Besin eksikliğinde yapılması gerekenler
Çinko eksikliğinde, yapraktan püskürtülecek çinko sülfat uygulaması kardeşlenme döneminden itibaren 15-20 gün aralıklarla 2-3 defada yapılmalı. Bu aşamada yüzde 0,2 çinko sülfat içeren çözeltiden bitkilerin yaprakları tamamen ıslanacak kadar verilmesi gerek.
Bor noksanlığında, topraklarda çiçeklenme döneminden 10-15 gün önce yüzde 0,1 borik asit içeren çözeltiden bitkilerin yaprakları tamamen ıslanacak (20-30 L/da) kadar verilmesi gerek.

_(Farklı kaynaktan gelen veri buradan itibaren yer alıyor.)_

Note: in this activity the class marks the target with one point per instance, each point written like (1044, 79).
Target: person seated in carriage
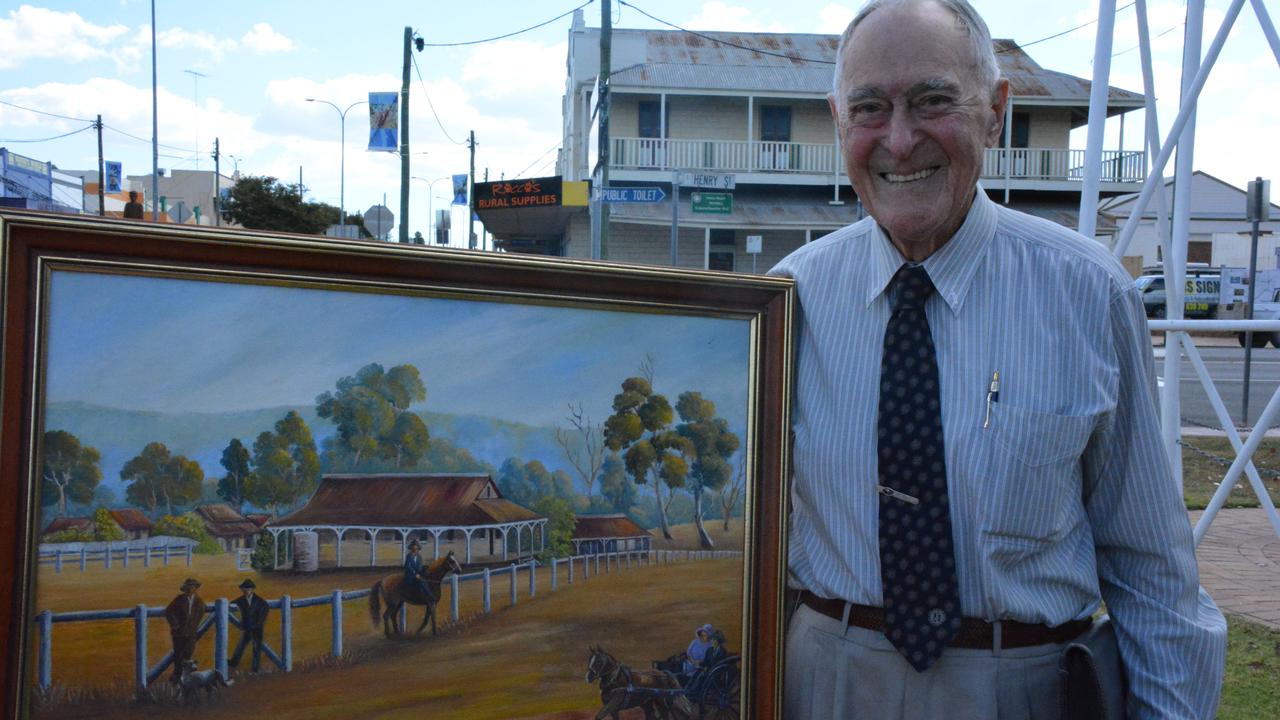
(696, 654)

Buğdayda doğru zamanda ve doğru oranda gerçekleştirilecek gübreleme programı, verimli bir sezonun anahtarı. Bu noktada üreticinin üzerine düşen yalnızca toprak analizi ve ardından azami dikkatle mevcut programı uygulamak. Tüm aşamaların hakkı verildiğinde ise geriye kalan sadece bereketli bir sezonun sonuçlarını beklemek oluyor.